Party ideas: Beautiful bugs (ages 3 to 10)

From bees to butterflies, kids just love bugs. Encourage your future entomologist with a bug-themed bash, perfect for bug lovers of all ages!




Invitation ideas

  • Buy large or small plastic insects at a toy shop and glue them to the party invitations or to plain white cards. Write the party details around the insects and place the cards in envelopes. Drop a few more insects into the bottom of each envelope for an added surprise, and post to your guests.
  • Create your own critters from thick black craft paper. Trace or draw bug shapes on the paper. Cut out the shapes and glue them onto sheets of white paper. Use metallic paints to write out party details.

Decorations

  • Fill the party room with plastic spiders, beetles, worms, ants and other creepy-crawlies.
  • Sprinkle plastic ants on the table, stick jelly worms in the snack bowl, hang spiders from the ceiling, and spread bugs all over the floor.
  • Tuck some insects under a napkin or on a chair for an added surprise.

Games

  • Have a bug race and see how many insects the children can spot in the garden or park in five minutes. Draw sketches of insect types or give the kids charts to help them identify bugs they find.
  • Have the children collect insects. Give them boxes to hold the specimens. Return the insects to the garden when the activity is over.
  • Play Caterpillar. Have all the guests stand in a line, bend over, and hold onto the guest in front of them. Then have the first player in line lead the rest of the 'body' in a game of follow-my-leader. Give each player a chance to be the 'head' of the caterpillar.

Activities
Make fridge magnets Spread out newspaper on the party table. Place bug-making materials on the table, including small pom-poms, felt, wiggly eyes, pipe cleaners, feathers and other art accessories available at craft or toy shops. Have the kids cut out felt shapes to use as foundations for their bugs. Them have them glue on pom-pom bodies and heads, wiggly eyes, and other details. Suggest that the kids make ladybirds, beetles, worms, caterpillars, or create a strange new species. When the insects are complete, give each child a strip of magnetic tape (available at craft and hardware shops) cut to fit the length of the felt foundation. Peel off the paper, and stick the magnetic strip to the bottom of the bug. When the bugs are finished, watch them magically stick to the fridge!

Food ideas

  • Serve a ladybird salad. Spread lettuce leaves over individual plates. Set a canned pear half in the centre. Top the pears with raisins to make the spots. Set two canned apricot halves on either side of each pear to make wings. Make antennae from strings of celery and top the antennae with cherries or grapes.
  • Make buggy ice cubes. Place jelly insects in the bottom of an ice cube tray, add water and freeze. When the ice cubes are frozen, place them in the party drinks.
  • Make spider webs from candyfloss.
  • Create bug nests from coconut or shredded wheat.

Bake a Wormy Dirt Cake:

  1. Make a sponge cake or fairy cakes, adding raisins to the cake batter; cool.
  2. Cover the cake(s) with chocolate icing.
  3. Sprinkle crushed chocolate wafer biscuits over the icing to look like dirt.
  4. Add jelly worms and spiders to the dirt.

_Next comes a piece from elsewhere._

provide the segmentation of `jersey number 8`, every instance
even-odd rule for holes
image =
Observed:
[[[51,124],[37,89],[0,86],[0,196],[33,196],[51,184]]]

NB: Make sure you tell the children when the insects are plastic and non-edible.

Party bags

  • Send the entomologists home with a bag of plastic insects.
  • Give the kids a bug boxes to use for studying insects in their own gardens.
  • Hand out books to help identify insects or give them storybooks about bugs such as The Very Hungry Caterpillar, by Eric Carle.